SHAREHOLDERS vs. PARTNERS

Much is written these days that maligns the shareholder in favor of the less conflicted private company owners, otherwise known as partners. Well to cut to the chase, I think it’s a lot of baloney for the simple reason that self regulation, the ultimate bane of wall street, doesn’t work no matter how noble the endeavor.
Companies that tout the superiority of partnerships over shareholders often praise their civic duty. While many can bolster that claim with non-profit status, there is no evidence that suggest private companies provide more (as in count ‘em) results form direct community involvement than their public counterparts.
Public companies often get accused of pandering to public emotions when in fact the effort to be more civic minded is driven by the lure of tax advantages. Whether or not it is accurate in specific circumstances is that individuals are being monetarily rewarded for their ingenuity at the expense of those not. The end result in the minds of some is that such a reason eclipses the value of the civic effort at hand. My attitude is who cares? The number of companies who build schools, parks, zoos, museums, all over the world should be judged by their results and punishing them for the disproportionate rewarding of upper management should be a separate debate. To ignore that civic responsibility would be one of the first unintended consequences of shareholder prejudice.

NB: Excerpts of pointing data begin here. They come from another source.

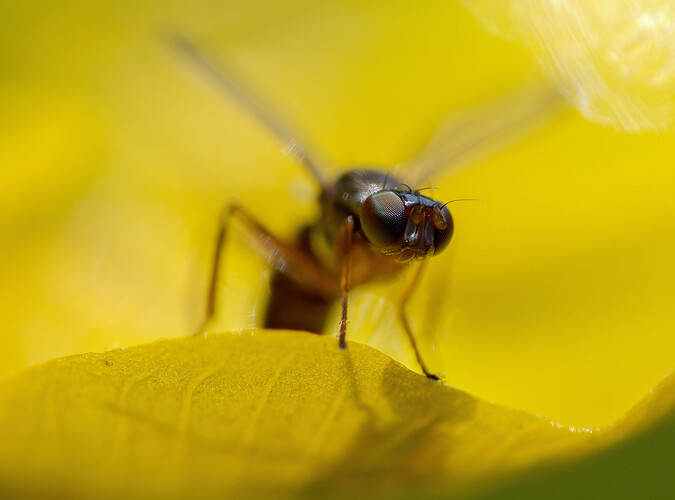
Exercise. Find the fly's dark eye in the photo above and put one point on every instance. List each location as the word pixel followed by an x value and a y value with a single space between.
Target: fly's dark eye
pixel 383 218
pixel 443 236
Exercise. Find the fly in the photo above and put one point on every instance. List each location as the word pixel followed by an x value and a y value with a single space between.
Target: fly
pixel 370 225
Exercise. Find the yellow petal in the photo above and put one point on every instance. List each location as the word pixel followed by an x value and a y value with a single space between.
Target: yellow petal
pixel 255 414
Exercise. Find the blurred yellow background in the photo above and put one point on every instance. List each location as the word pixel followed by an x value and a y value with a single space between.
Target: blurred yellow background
pixel 555 295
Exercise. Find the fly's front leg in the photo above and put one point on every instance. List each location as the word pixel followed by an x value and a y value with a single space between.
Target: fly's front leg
pixel 280 254
pixel 346 238
pixel 406 324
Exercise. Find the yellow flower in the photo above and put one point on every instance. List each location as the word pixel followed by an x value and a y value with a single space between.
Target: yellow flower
pixel 554 296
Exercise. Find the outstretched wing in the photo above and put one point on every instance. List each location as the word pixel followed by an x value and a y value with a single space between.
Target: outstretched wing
pixel 467 136
pixel 225 80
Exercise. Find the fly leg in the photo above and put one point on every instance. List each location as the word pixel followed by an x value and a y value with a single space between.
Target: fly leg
pixel 406 324
pixel 282 255
pixel 346 233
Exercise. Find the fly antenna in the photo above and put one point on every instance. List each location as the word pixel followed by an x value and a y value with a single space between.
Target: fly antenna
pixel 224 78
pixel 425 188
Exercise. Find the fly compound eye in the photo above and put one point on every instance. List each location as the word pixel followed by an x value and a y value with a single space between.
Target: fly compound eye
pixel 443 229
pixel 383 218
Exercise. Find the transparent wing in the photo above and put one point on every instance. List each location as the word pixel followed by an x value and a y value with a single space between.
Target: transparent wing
pixel 225 80
pixel 466 137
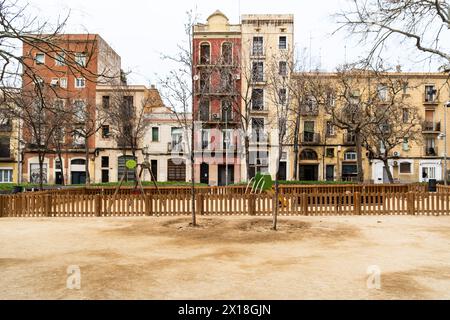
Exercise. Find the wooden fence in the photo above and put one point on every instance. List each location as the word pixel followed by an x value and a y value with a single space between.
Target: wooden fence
pixel 88 205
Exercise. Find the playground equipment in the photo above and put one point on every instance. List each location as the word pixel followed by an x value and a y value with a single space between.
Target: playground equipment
pixel 263 183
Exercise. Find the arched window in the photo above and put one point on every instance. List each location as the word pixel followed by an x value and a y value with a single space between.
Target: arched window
pixel 80 162
pixel 205 53
pixel 227 53
pixel 308 154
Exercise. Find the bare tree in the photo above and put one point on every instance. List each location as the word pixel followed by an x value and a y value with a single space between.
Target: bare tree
pixel 423 23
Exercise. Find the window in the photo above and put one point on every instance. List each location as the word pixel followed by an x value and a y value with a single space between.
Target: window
pixel 105 162
pixel 350 156
pixel 105 131
pixel 40 58
pixel 330 152
pixel 6 176
pixel 227 53
pixel 283 68
pixel 80 59
pixel 122 171
pixel 258 46
pixel 80 110
pixel 205 53
pixel 282 43
pixel 204 110
pixel 430 93
pixel 155 134
pixel 258 99
pixel 105 102
pixel 258 71
pixel 205 139
pixel 382 92
pixel 330 129
pixel 80 83
pixel 63 83
pixel 60 59
pixel 405 167
pixel 308 154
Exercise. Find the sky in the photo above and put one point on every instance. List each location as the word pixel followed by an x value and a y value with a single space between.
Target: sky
pixel 141 30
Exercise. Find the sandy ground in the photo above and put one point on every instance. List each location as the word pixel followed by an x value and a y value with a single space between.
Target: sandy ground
pixel 226 258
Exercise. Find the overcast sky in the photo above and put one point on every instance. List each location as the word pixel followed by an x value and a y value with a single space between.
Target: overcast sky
pixel 139 30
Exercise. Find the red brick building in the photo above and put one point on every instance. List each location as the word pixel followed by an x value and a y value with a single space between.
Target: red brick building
pixel 71 67
pixel 217 87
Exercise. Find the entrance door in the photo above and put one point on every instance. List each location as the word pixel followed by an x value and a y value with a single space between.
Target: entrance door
pixel 78 177
pixel 223 175
pixel 309 172
pixel 204 173
pixel 330 173
pixel 282 173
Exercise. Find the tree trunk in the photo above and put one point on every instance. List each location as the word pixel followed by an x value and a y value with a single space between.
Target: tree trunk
pixel 388 170
pixel 360 176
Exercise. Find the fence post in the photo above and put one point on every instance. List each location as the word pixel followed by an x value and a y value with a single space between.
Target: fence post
pixel 305 203
pixel 48 204
pixel 410 199
pixel 357 203
pixel 148 204
pixel 98 205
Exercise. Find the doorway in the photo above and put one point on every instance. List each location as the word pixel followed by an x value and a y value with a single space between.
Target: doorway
pixel 223 175
pixel 309 172
pixel 204 173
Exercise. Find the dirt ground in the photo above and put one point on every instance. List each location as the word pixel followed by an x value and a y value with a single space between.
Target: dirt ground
pixel 226 258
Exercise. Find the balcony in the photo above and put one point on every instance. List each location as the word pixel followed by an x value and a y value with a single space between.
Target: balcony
pixel 430 126
pixel 431 151
pixel 349 139
pixel 175 147
pixel 310 138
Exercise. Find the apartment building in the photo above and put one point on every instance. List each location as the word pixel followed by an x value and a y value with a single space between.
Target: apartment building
pixel 95 63
pixel 329 153
pixel 9 145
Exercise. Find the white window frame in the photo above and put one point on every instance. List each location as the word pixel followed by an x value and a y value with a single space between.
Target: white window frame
pixel 60 59
pixel 411 169
pixel 77 86
pixel 36 59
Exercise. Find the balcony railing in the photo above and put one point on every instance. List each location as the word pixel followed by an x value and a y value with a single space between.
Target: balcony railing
pixel 310 138
pixel 431 126
pixel 431 151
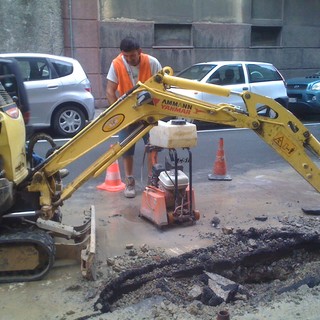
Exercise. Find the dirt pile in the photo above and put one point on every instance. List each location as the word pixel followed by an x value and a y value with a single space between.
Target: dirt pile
pixel 243 271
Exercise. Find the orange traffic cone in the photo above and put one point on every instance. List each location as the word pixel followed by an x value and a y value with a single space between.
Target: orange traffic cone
pixel 112 181
pixel 220 166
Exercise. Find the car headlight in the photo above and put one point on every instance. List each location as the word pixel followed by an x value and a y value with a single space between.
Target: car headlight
pixel 316 86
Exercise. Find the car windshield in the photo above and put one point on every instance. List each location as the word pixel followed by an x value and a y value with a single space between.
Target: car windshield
pixel 196 72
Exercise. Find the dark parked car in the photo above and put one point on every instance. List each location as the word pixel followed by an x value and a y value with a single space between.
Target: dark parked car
pixel 304 94
pixel 59 92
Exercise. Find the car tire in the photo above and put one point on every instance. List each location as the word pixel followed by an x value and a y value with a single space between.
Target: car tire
pixel 68 121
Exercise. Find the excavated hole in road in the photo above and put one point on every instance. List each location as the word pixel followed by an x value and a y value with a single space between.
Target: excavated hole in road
pixel 258 262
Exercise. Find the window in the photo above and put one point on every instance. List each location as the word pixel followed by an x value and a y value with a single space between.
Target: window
pixel 228 74
pixel 265 36
pixel 173 35
pixel 259 73
pixel 34 69
pixel 62 68
pixel 196 72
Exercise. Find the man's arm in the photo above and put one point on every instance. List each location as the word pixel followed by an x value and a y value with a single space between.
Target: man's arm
pixel 111 91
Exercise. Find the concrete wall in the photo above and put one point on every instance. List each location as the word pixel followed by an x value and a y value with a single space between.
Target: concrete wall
pixel 82 41
pixel 31 26
pixel 219 30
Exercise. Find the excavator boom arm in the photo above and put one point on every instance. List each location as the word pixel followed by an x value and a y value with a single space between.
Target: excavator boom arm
pixel 152 101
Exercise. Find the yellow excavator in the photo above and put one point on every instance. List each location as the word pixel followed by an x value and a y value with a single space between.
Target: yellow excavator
pixel 30 198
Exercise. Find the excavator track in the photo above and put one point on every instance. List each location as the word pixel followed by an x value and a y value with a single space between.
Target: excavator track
pixel 26 255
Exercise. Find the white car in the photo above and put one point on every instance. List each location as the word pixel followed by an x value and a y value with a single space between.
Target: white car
pixel 58 90
pixel 257 77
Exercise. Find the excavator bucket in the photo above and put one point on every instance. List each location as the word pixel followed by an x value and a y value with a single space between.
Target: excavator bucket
pixel 75 243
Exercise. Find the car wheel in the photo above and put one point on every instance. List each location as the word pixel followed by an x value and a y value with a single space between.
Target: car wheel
pixel 68 121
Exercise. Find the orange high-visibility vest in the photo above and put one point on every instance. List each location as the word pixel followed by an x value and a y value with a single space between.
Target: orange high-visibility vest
pixel 124 81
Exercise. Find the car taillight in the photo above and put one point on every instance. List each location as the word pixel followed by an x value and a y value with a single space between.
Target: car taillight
pixel 12 111
pixel 26 117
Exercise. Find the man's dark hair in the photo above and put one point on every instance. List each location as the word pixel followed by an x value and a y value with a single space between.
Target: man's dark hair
pixel 128 44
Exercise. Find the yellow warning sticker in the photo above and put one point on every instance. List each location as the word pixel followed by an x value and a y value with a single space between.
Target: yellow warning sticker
pixel 284 144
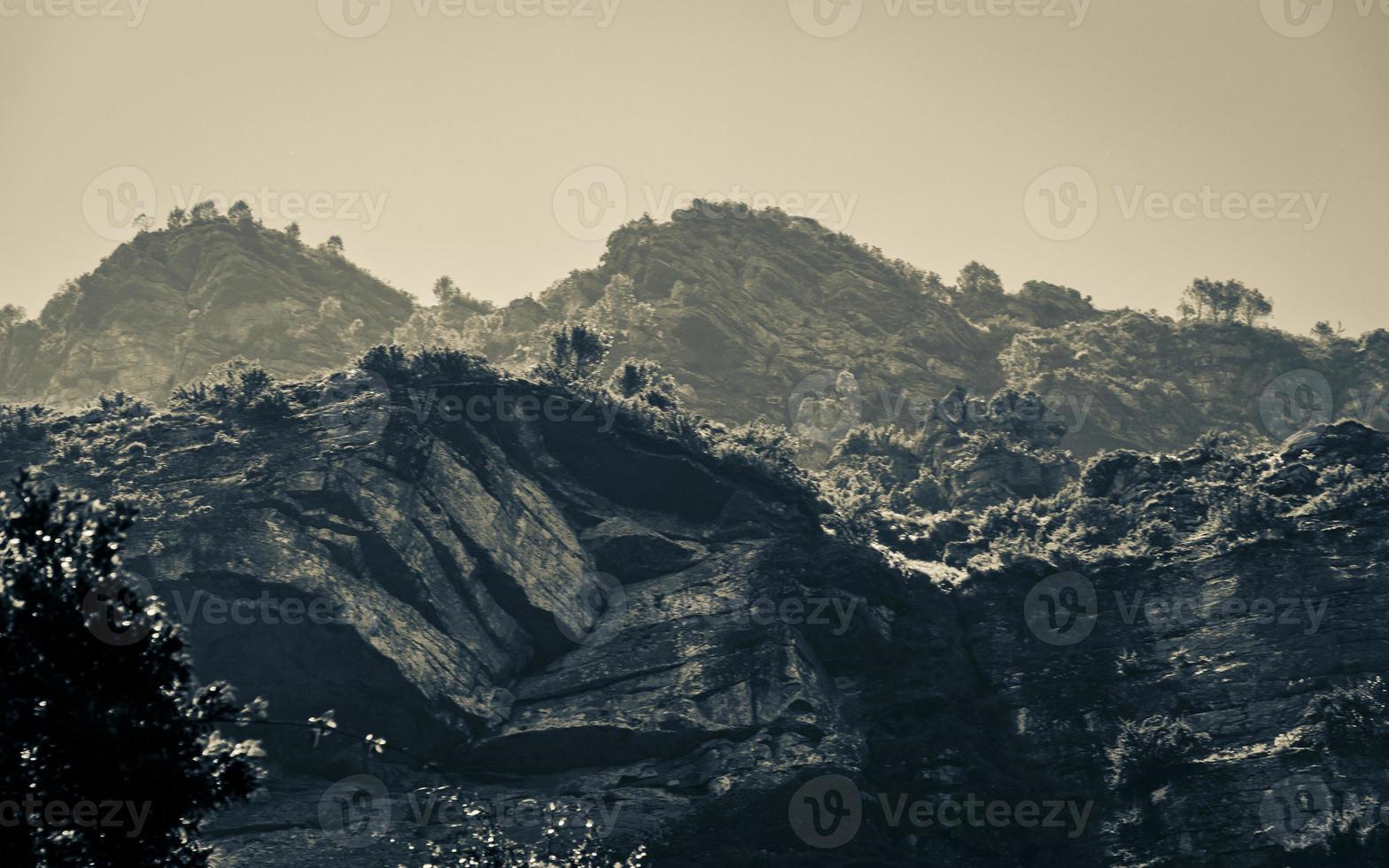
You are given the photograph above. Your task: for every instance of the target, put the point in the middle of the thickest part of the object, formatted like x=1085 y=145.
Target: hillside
x=757 y=312
x=173 y=305
x=608 y=603
x=758 y=315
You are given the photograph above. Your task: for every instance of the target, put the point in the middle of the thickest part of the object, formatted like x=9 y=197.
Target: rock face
x=572 y=608
x=173 y=305
x=545 y=601
x=757 y=314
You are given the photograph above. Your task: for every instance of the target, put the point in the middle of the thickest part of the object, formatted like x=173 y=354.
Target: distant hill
x=757 y=314
x=173 y=305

Now is anybody not aware that non-profit organizations, particular those most well known, pay their executives corporate sized salaries. Mind you it’s done more or less according tot the same models used by public corporations. It’s also defended the same way, often insisting that high salaries insure the loyal retention of the best and the brightest of available workers. Partners as a means of ensuring a higher degree of social democracy, referred occasionally as employee owned, are not all created equal. Private companies have the same shareholder hierarchies that public companies do, whether they do business on the retail or multi-national platform a non profit institution, the successful ones anyway make enormous profits, they simply give them to the interests that they serve. The employees of those institutions often give shielded perhaps by their company’s philanthropic umbrella. Those interests at the pubic corporations are the employees, who are often accosted along with their companies and through guilt are giving money to an effort which noble, is often one they can’t afford.